[EX]TRADITION - The Curious Bards

[EX]TRADITION - The Curious Bards ©Antoine Schneck
Afficher les détails
[Ex]tradition : quand musiques traditionnelle et savante se mêlent

Le jeune ensemble The Curious Bards profite de l’opportunité que leur offre Harmonia Mundi pour présenter leur travail rigoureux autour du répertoire des musiques d'Irlande et d’Ecosse au XVIIIe siècle.

C’est par amour commun pour les musiques traditionnelles que cinq musiciens, issus de la musique ancienne, forment en 2015 b>The Curious Bards. Forts de leurs exigeantes formations aux conservatoires de Lyon, Paris et Bâle, leur ensemble veut remettre en lumière un champ musical aujourd’hui méconnu par leur double pratique traditionnelle et savante. La collection harmonia#nova, du label Harmonia Mundi musique, offre à ce jeune ensemble l’opportunité de graver des œuvres de deux répertoires qu’il apprécie particulièrement : la musique irlandaise et écossaise du XVIIIe siècle. C’est après des recherches musicologiques, menées pendant plusieurs mois et avec beaucoup de sérieux par Alix Boivert, violoniste et fondateur de l’ensemble, à Dublin et en France, que The Curious Bards expérimente l’interprétation de ces musiques, dans un élan proche de celle des musiques traditionnelles. La recherche interprétative commence évidemment par la facture instrumentale, d’où la création d’instruments uniques inspirés de modèles d’époques ou, mieux, le jeu sur un instrument d’époque, comme le violon créé par Jean-Nicolas Lambert en 1760.

L’exercice de l’enregistrement en studio est bien différent de celui d’une prestation publique en concert. Comme l’explique dans le livret Alan Moreau, preneur de son et directeur artistique du projet, l’enregistrement est aussi le fruit de beaucoup de réflexions. La disposition des musiciens et la balance sonore ont été précisément travaillées ; des prises de détails corrigent les éventuelles imperfections, tolérables en concert mais augmentées par la sensibilité des microphones.
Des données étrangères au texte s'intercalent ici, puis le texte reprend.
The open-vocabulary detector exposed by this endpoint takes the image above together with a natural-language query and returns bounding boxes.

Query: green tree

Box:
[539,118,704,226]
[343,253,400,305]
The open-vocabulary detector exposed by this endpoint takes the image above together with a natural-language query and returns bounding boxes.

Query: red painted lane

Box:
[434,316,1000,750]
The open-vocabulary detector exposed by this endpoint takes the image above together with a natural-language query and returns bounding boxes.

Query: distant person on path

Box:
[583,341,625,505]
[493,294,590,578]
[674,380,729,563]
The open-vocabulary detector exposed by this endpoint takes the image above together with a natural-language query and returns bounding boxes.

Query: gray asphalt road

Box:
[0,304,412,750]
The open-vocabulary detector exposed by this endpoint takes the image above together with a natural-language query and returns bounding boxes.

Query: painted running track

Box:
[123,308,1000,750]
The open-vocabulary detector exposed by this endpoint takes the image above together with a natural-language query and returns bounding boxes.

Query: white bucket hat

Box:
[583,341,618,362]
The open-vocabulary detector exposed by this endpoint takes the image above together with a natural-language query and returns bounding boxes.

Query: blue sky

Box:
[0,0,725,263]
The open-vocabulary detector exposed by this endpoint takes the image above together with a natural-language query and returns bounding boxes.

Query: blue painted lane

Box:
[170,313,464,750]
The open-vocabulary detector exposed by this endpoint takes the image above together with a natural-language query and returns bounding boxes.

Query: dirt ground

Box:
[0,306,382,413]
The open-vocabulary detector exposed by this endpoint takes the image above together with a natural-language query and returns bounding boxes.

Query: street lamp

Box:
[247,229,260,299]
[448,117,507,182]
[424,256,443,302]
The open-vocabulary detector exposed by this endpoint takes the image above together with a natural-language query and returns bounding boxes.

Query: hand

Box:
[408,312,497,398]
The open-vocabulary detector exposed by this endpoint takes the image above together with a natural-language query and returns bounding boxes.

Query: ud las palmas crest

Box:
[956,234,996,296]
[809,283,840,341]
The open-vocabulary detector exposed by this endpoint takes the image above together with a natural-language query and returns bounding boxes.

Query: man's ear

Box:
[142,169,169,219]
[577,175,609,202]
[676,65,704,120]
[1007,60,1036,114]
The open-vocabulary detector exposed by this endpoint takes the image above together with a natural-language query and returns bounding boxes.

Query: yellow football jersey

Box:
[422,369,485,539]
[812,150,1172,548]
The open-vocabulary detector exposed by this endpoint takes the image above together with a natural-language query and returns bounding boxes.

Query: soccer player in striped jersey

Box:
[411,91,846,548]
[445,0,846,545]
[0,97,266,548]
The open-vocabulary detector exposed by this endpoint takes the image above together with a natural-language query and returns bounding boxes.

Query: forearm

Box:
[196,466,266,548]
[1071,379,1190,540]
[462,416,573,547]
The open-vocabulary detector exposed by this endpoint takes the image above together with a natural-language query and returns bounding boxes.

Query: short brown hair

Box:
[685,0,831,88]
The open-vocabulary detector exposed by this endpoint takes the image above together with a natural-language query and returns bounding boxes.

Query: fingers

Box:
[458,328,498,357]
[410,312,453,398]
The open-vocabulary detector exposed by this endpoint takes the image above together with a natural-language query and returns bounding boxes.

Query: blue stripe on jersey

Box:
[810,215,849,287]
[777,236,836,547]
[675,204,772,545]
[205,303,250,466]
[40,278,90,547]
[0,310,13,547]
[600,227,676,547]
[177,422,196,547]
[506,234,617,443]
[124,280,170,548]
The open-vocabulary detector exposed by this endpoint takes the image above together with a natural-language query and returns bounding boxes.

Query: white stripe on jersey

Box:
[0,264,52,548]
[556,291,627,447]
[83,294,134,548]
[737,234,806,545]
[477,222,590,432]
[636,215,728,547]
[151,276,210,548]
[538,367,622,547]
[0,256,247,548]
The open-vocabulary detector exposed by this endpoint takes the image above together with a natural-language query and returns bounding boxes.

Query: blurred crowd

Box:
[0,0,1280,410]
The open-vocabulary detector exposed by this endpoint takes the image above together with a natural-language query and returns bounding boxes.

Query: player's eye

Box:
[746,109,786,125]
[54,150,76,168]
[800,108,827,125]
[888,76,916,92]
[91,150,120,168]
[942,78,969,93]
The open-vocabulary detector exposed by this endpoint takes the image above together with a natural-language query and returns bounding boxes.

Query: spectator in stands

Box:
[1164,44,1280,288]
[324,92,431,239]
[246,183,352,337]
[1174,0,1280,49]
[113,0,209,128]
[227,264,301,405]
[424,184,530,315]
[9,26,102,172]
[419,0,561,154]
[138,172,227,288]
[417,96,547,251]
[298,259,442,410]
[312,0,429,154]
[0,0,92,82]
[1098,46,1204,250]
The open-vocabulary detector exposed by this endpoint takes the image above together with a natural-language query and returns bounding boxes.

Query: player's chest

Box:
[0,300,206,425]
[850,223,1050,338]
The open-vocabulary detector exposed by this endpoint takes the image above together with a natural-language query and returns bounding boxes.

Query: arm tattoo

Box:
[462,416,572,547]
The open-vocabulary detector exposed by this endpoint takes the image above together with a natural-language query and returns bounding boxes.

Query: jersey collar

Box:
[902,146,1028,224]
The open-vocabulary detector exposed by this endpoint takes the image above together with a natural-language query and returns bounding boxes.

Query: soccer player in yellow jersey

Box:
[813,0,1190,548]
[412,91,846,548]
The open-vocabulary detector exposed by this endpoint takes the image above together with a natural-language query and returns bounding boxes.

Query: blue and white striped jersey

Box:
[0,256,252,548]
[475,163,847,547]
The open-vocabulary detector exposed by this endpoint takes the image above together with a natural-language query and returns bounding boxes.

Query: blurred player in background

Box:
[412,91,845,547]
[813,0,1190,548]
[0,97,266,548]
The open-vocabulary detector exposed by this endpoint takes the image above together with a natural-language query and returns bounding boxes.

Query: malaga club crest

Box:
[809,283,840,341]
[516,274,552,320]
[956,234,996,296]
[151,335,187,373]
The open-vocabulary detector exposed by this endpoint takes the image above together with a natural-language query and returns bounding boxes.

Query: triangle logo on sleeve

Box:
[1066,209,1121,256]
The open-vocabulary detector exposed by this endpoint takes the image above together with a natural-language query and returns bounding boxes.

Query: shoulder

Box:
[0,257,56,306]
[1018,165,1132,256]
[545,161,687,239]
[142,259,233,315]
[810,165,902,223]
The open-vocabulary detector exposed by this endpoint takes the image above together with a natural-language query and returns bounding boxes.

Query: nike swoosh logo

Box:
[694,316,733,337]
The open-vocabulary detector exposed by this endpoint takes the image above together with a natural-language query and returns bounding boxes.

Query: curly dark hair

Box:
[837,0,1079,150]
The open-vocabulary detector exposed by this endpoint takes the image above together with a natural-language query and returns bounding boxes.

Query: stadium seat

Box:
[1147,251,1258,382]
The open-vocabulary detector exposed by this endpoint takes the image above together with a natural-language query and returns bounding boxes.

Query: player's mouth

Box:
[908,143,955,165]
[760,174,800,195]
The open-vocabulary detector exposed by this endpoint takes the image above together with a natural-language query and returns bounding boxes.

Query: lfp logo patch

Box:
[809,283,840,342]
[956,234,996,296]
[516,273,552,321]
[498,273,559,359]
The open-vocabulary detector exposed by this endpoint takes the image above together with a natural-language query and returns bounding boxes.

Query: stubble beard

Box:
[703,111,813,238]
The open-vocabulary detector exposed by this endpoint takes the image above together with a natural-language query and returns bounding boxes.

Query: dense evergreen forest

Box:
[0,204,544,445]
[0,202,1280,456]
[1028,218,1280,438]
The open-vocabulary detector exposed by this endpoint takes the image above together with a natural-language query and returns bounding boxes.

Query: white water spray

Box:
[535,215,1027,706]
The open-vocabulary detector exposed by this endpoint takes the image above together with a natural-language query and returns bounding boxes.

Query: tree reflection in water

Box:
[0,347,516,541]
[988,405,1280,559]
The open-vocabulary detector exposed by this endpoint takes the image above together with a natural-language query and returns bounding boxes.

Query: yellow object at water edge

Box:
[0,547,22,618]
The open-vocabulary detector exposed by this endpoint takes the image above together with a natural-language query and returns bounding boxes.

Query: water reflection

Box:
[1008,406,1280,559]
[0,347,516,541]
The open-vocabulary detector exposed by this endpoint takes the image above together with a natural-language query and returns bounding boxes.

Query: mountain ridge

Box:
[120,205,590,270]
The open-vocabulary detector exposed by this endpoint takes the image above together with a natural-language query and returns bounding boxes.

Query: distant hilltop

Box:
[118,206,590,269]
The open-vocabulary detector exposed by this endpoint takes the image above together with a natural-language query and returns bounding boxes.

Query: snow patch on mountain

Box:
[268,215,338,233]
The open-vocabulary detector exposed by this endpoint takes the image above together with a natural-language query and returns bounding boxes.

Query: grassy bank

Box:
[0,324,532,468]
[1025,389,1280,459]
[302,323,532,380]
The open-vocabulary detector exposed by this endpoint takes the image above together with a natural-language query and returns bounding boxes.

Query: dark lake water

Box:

L’attention toute particulière portée autour de cet album se ressent déjà par la conception du programme, dont certaines pistes présentent des ensembles d’airs, irlandais ou écossais, et qui s’enchaînent très bien les unes aux autres. C’est ainsi que les cinq musiciens veulent certainement entraîner leurs auditeurs dans de sympathiques aperçus de moments dansés, aux rythmes binaires – les reels – ou ternaires – les jigs. Les musiciens profitent de ces élans pour montrer, toujours avec une certaine simplicité, leur virtuosité et la maîtrise de leur instrument.

Les extraits sont trop courts pour vraiment inviter à la danse, mais The Curious Bards propose tout de même des interludes plus calmes, telle la mélodie irlandaise Rakes of Westmeath (piste 3), agréablement variée par la flûte de Bruno Harlé ou les beaux airs (piste 11) très joliment interprétés par le violon d’Alix Boivert, au son agréablement mordant. Ces moments sont aussi l’occasion d’entendre la voix subtilement colorée de la mezzo-soprano Ilektra Platiopoulou, invitée à rejoindre pour quelques airs le quintette. Lady Anne Bothwell’s lament (piste 14) est sans doute la plus jolie interprétation de l’enregistrement, qu’elle clôt avec douceur.

Tout le long de l’écoute, on ne peut être que sensible au travail rigoureux et précis des musiciens. On ressent leur écoute attentive du violon et de la flûte pour être toujours exactement ensemble ; les équilibres et le rendu de chaque timbre sont précisément étudiés. La lecture du livret laisse vite comprendre que cet enregistrement est le fruit d’un travail musicologique et musical, sérieux, voire scientifique. Cette approche se confirme par l’écoute qui fait entendre une parfaite maîtrise des moindres paramètres. Bien que l’on ne puisse qu’apprécier l’exigence d’un tel travail, on peut regretter qu’il semble avoir fait perdre une spontanéité et un plaisir. Si The Curious Bards ressent un tel amour pour ces répertoires, on aurait sans doute voulu qu’ils le transmettent davantage à leurs auditeurs.